KUWAIT CITY - Kuwaiti lawmakers on Tuesday approved in principle a law giving women in the conservative emirate the right for the first time to vote and stand in October's municipal council elections.
A second and final round of voting will take place in two weeks time. If passed, the legislation will be the first of its kind to give Kuwaiti women any political rights.
Those who voted in favour included 13 cabinet ministers present during Tuesday's session, as well as liberal and Shiite MPs. All tribal Islamist lawmakers, who are staunchly opposed to women's rights, voted against the bill.
The bill was passed by 26 votes while 20 MPs cast their ballots against and three abstained.
"This is the first step towards women's full political rights," Rula Dashti, chairwoman of the Kuwait Economic Society, told reporters after the vote.
Pro-women MP Ahmed al-Mulaifi said, "this step will broaden popular political participation in Kuwait."
The municipal council, whose powers are mainly organisational, is a civic body in which 10 of its members are elected while the remaining six are appointed by the emir. It is elected every four years.

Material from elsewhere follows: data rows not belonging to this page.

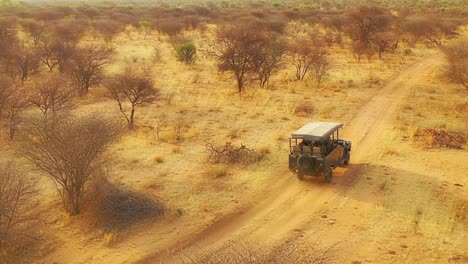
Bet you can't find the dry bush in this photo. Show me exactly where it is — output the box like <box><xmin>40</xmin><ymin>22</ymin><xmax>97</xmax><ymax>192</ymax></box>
<box><xmin>0</xmin><ymin>87</ymin><xmax>29</xmax><ymax>140</ymax></box>
<box><xmin>94</xmin><ymin>19</ymin><xmax>124</xmax><ymax>43</ymax></box>
<box><xmin>413</xmin><ymin>128</ymin><xmax>466</xmax><ymax>149</ymax></box>
<box><xmin>22</xmin><ymin>116</ymin><xmax>120</xmax><ymax>215</ymax></box>
<box><xmin>138</xmin><ymin>20</ymin><xmax>154</xmax><ymax>39</ymax></box>
<box><xmin>0</xmin><ymin>163</ymin><xmax>35</xmax><ymax>263</ymax></box>
<box><xmin>68</xmin><ymin>45</ymin><xmax>114</xmax><ymax>96</ymax></box>
<box><xmin>0</xmin><ymin>75</ymin><xmax>14</xmax><ymax>115</ymax></box>
<box><xmin>288</xmin><ymin>38</ymin><xmax>314</xmax><ymax>81</ymax></box>
<box><xmin>442</xmin><ymin>39</ymin><xmax>468</xmax><ymax>90</ymax></box>
<box><xmin>402</xmin><ymin>16</ymin><xmax>453</xmax><ymax>46</ymax></box>
<box><xmin>106</xmin><ymin>65</ymin><xmax>160</xmax><ymax>129</ymax></box>
<box><xmin>346</xmin><ymin>6</ymin><xmax>393</xmax><ymax>61</ymax></box>
<box><xmin>210</xmin><ymin>23</ymin><xmax>264</xmax><ymax>93</ymax></box>
<box><xmin>4</xmin><ymin>46</ymin><xmax>40</xmax><ymax>83</ymax></box>
<box><xmin>28</xmin><ymin>74</ymin><xmax>75</xmax><ymax>118</ymax></box>
<box><xmin>157</xmin><ymin>20</ymin><xmax>184</xmax><ymax>37</ymax></box>
<box><xmin>178</xmin><ymin>241</ymin><xmax>337</xmax><ymax>264</ymax></box>
<box><xmin>85</xmin><ymin>176</ymin><xmax>165</xmax><ymax>230</ymax></box>
<box><xmin>251</xmin><ymin>35</ymin><xmax>286</xmax><ymax>87</ymax></box>
<box><xmin>20</xmin><ymin>19</ymin><xmax>46</xmax><ymax>46</ymax></box>
<box><xmin>205</xmin><ymin>143</ymin><xmax>263</xmax><ymax>164</ymax></box>
<box><xmin>36</xmin><ymin>36</ymin><xmax>76</xmax><ymax>72</ymax></box>
<box><xmin>172</xmin><ymin>117</ymin><xmax>188</xmax><ymax>141</ymax></box>
<box><xmin>294</xmin><ymin>101</ymin><xmax>315</xmax><ymax>116</ymax></box>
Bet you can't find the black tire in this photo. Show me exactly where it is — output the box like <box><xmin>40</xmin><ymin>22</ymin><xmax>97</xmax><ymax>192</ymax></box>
<box><xmin>323</xmin><ymin>165</ymin><xmax>333</xmax><ymax>183</ymax></box>
<box><xmin>297</xmin><ymin>155</ymin><xmax>313</xmax><ymax>171</ymax></box>
<box><xmin>296</xmin><ymin>170</ymin><xmax>304</xmax><ymax>181</ymax></box>
<box><xmin>344</xmin><ymin>153</ymin><xmax>351</xmax><ymax>165</ymax></box>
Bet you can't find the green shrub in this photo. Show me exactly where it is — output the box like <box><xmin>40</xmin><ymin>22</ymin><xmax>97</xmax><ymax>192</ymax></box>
<box><xmin>176</xmin><ymin>43</ymin><xmax>197</xmax><ymax>64</ymax></box>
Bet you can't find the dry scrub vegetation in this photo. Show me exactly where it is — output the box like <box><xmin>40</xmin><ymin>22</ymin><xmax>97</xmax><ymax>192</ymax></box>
<box><xmin>0</xmin><ymin>1</ymin><xmax>467</xmax><ymax>263</ymax></box>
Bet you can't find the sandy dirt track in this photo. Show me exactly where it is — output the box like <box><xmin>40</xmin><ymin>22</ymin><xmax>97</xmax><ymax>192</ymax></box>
<box><xmin>139</xmin><ymin>54</ymin><xmax>442</xmax><ymax>263</ymax></box>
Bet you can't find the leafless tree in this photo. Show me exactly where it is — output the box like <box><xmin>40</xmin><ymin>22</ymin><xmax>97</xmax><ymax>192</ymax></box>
<box><xmin>347</xmin><ymin>6</ymin><xmax>393</xmax><ymax>61</ymax></box>
<box><xmin>29</xmin><ymin>74</ymin><xmax>75</xmax><ymax>119</ymax></box>
<box><xmin>210</xmin><ymin>24</ymin><xmax>264</xmax><ymax>93</ymax></box>
<box><xmin>442</xmin><ymin>39</ymin><xmax>468</xmax><ymax>90</ymax></box>
<box><xmin>347</xmin><ymin>6</ymin><xmax>392</xmax><ymax>45</ymax></box>
<box><xmin>106</xmin><ymin>68</ymin><xmax>160</xmax><ymax>129</ymax></box>
<box><xmin>0</xmin><ymin>18</ymin><xmax>18</xmax><ymax>58</ymax></box>
<box><xmin>0</xmin><ymin>75</ymin><xmax>14</xmax><ymax>117</ymax></box>
<box><xmin>22</xmin><ymin>117</ymin><xmax>119</xmax><ymax>215</ymax></box>
<box><xmin>2</xmin><ymin>87</ymin><xmax>29</xmax><ymax>140</ymax></box>
<box><xmin>20</xmin><ymin>19</ymin><xmax>46</xmax><ymax>46</ymax></box>
<box><xmin>68</xmin><ymin>45</ymin><xmax>114</xmax><ymax>96</ymax></box>
<box><xmin>4</xmin><ymin>46</ymin><xmax>40</xmax><ymax>82</ymax></box>
<box><xmin>288</xmin><ymin>39</ymin><xmax>314</xmax><ymax>81</ymax></box>
<box><xmin>50</xmin><ymin>20</ymin><xmax>86</xmax><ymax>45</ymax></box>
<box><xmin>252</xmin><ymin>37</ymin><xmax>286</xmax><ymax>87</ymax></box>
<box><xmin>0</xmin><ymin>163</ymin><xmax>34</xmax><ymax>254</ymax></box>
<box><xmin>36</xmin><ymin>38</ymin><xmax>63</xmax><ymax>71</ymax></box>
<box><xmin>311</xmin><ymin>49</ymin><xmax>332</xmax><ymax>87</ymax></box>
<box><xmin>94</xmin><ymin>19</ymin><xmax>123</xmax><ymax>43</ymax></box>
<box><xmin>372</xmin><ymin>31</ymin><xmax>398</xmax><ymax>59</ymax></box>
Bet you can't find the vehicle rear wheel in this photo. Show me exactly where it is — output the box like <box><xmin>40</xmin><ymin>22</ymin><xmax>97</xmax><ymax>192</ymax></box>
<box><xmin>344</xmin><ymin>153</ymin><xmax>351</xmax><ymax>165</ymax></box>
<box><xmin>296</xmin><ymin>170</ymin><xmax>304</xmax><ymax>181</ymax></box>
<box><xmin>323</xmin><ymin>166</ymin><xmax>333</xmax><ymax>183</ymax></box>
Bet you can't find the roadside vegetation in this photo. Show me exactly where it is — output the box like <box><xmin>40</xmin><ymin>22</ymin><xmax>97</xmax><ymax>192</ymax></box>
<box><xmin>0</xmin><ymin>0</ymin><xmax>468</xmax><ymax>263</ymax></box>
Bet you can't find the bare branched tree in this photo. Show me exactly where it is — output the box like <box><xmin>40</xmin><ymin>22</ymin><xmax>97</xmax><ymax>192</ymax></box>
<box><xmin>442</xmin><ymin>39</ymin><xmax>468</xmax><ymax>90</ymax></box>
<box><xmin>210</xmin><ymin>23</ymin><xmax>264</xmax><ymax>93</ymax></box>
<box><xmin>94</xmin><ymin>19</ymin><xmax>123</xmax><ymax>44</ymax></box>
<box><xmin>289</xmin><ymin>39</ymin><xmax>314</xmax><ymax>81</ymax></box>
<box><xmin>20</xmin><ymin>19</ymin><xmax>46</xmax><ymax>46</ymax></box>
<box><xmin>2</xmin><ymin>87</ymin><xmax>29</xmax><ymax>140</ymax></box>
<box><xmin>252</xmin><ymin>37</ymin><xmax>286</xmax><ymax>87</ymax></box>
<box><xmin>4</xmin><ymin>45</ymin><xmax>40</xmax><ymax>82</ymax></box>
<box><xmin>0</xmin><ymin>163</ymin><xmax>34</xmax><ymax>254</ymax></box>
<box><xmin>311</xmin><ymin>44</ymin><xmax>332</xmax><ymax>87</ymax></box>
<box><xmin>0</xmin><ymin>75</ymin><xmax>14</xmax><ymax>117</ymax></box>
<box><xmin>29</xmin><ymin>75</ymin><xmax>75</xmax><ymax>119</ymax></box>
<box><xmin>68</xmin><ymin>45</ymin><xmax>114</xmax><ymax>96</ymax></box>
<box><xmin>106</xmin><ymin>68</ymin><xmax>160</xmax><ymax>129</ymax></box>
<box><xmin>22</xmin><ymin>117</ymin><xmax>119</xmax><ymax>215</ymax></box>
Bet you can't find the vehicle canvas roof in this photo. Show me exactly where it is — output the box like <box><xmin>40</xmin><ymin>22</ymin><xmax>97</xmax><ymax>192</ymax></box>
<box><xmin>292</xmin><ymin>122</ymin><xmax>343</xmax><ymax>140</ymax></box>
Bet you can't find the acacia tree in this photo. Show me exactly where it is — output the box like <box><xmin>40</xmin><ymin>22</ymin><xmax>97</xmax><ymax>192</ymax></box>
<box><xmin>20</xmin><ymin>19</ymin><xmax>46</xmax><ymax>46</ymax></box>
<box><xmin>347</xmin><ymin>6</ymin><xmax>392</xmax><ymax>61</ymax></box>
<box><xmin>4</xmin><ymin>46</ymin><xmax>40</xmax><ymax>83</ymax></box>
<box><xmin>2</xmin><ymin>87</ymin><xmax>29</xmax><ymax>140</ymax></box>
<box><xmin>210</xmin><ymin>24</ymin><xmax>264</xmax><ymax>93</ymax></box>
<box><xmin>311</xmin><ymin>49</ymin><xmax>332</xmax><ymax>88</ymax></box>
<box><xmin>22</xmin><ymin>117</ymin><xmax>119</xmax><ymax>215</ymax></box>
<box><xmin>0</xmin><ymin>75</ymin><xmax>14</xmax><ymax>117</ymax></box>
<box><xmin>106</xmin><ymin>68</ymin><xmax>160</xmax><ymax>129</ymax></box>
<box><xmin>288</xmin><ymin>39</ymin><xmax>314</xmax><ymax>81</ymax></box>
<box><xmin>372</xmin><ymin>31</ymin><xmax>398</xmax><ymax>59</ymax></box>
<box><xmin>442</xmin><ymin>39</ymin><xmax>468</xmax><ymax>90</ymax></box>
<box><xmin>94</xmin><ymin>19</ymin><xmax>123</xmax><ymax>43</ymax></box>
<box><xmin>138</xmin><ymin>20</ymin><xmax>153</xmax><ymax>39</ymax></box>
<box><xmin>0</xmin><ymin>163</ymin><xmax>34</xmax><ymax>251</ymax></box>
<box><xmin>29</xmin><ymin>75</ymin><xmax>75</xmax><ymax>119</ymax></box>
<box><xmin>252</xmin><ymin>38</ymin><xmax>286</xmax><ymax>87</ymax></box>
<box><xmin>68</xmin><ymin>45</ymin><xmax>114</xmax><ymax>96</ymax></box>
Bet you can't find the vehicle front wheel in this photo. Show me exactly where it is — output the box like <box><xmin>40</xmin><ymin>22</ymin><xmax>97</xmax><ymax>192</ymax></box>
<box><xmin>296</xmin><ymin>170</ymin><xmax>304</xmax><ymax>181</ymax></box>
<box><xmin>323</xmin><ymin>166</ymin><xmax>333</xmax><ymax>183</ymax></box>
<box><xmin>344</xmin><ymin>153</ymin><xmax>351</xmax><ymax>165</ymax></box>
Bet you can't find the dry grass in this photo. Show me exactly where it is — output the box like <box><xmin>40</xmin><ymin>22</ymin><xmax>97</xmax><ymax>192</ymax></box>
<box><xmin>178</xmin><ymin>241</ymin><xmax>337</xmax><ymax>264</ymax></box>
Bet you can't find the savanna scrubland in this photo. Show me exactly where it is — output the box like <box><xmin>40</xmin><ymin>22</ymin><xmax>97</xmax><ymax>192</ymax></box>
<box><xmin>0</xmin><ymin>0</ymin><xmax>468</xmax><ymax>264</ymax></box>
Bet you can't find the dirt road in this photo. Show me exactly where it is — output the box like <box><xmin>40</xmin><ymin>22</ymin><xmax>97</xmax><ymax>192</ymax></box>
<box><xmin>140</xmin><ymin>55</ymin><xmax>442</xmax><ymax>263</ymax></box>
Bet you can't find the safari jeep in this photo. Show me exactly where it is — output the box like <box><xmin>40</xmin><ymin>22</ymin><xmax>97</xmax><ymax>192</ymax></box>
<box><xmin>289</xmin><ymin>122</ymin><xmax>351</xmax><ymax>182</ymax></box>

Islamist MPs and their tribal allies have been campaigning against women's suffrage on the grounds that Islamic teachings bar women from participating in political life.
Emir Sheikh Jaber al-Ahmad al-Sabah favors giving women the vote. In 1999, he issued a decree granting women full political rights but it was narrowly rejected by parliament the same year.
Independent Al-Shall think tank said on March 12 that proposals to enfranchise Kuwaiti women and lower the voting age to 18 would triple the number of voters in the emirate, who currently make up 15 percent of the native population of 956,000.